Hasta 1914, no existía una forma de conservar la sangre que se extraía de las transfusiones porque, en un lapso de entre 6 y 12 minutos, se armaban coágulos y era imposible realizar la donación. Por lo tanto, era necesario que el paciente que fuera a recibirla fuera intervenido inmediatamente.
Luis Agote, un médico e investigador argentino, fue quien inventó lo que hoy se conoce como la transfusión de sangre indirecta. Este mecanismo permite que el donante pueda dejar su muestra sin necesidad de que se atienda a la persona enferma en ese mismo momento.
La técnica la desarrolló dentro del Instituto Modelo de Clínica Médica del Hospital Rawson, lugar que él mismo fundó.
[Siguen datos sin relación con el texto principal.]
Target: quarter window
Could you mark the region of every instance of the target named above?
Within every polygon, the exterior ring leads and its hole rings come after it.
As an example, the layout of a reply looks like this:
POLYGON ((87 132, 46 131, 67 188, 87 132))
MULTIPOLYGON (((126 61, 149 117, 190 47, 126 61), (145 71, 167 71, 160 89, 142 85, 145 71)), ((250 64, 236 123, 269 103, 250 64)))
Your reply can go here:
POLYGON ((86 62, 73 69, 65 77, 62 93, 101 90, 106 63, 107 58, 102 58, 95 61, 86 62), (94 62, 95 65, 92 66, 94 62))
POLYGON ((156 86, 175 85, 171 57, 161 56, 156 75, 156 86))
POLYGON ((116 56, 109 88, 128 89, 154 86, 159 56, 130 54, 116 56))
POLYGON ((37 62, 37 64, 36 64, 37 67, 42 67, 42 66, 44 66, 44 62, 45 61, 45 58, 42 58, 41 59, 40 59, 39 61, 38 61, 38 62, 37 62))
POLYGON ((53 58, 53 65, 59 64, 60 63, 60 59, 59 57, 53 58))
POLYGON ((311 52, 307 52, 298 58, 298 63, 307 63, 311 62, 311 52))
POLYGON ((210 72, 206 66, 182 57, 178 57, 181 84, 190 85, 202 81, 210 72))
Allí descubrió que el citrato de sodio bloqueaba la formación de coágulos y, además, que era una sustancia que no generaba riesgos en el paciente.
El 9 de noviembre, bajo la atenta mirada de Epifanio Uballes, Rector de la Universidad de Buenos Aires y Luis Güemes, decano de la Facultad de Medicina, se realizó la primera transfusión con este método. Para la prueba, se usó a un paciente que había perdido gran cantidad de sangre en un accidente. A los tres días, el hombre fue dado de alta.
A raíz de lo sucedido, se demostró que funcionaba. Desde entonces, este conocimiento se extendió a todas partes del mundo y, actualmente, continúa utilizándose con éxito.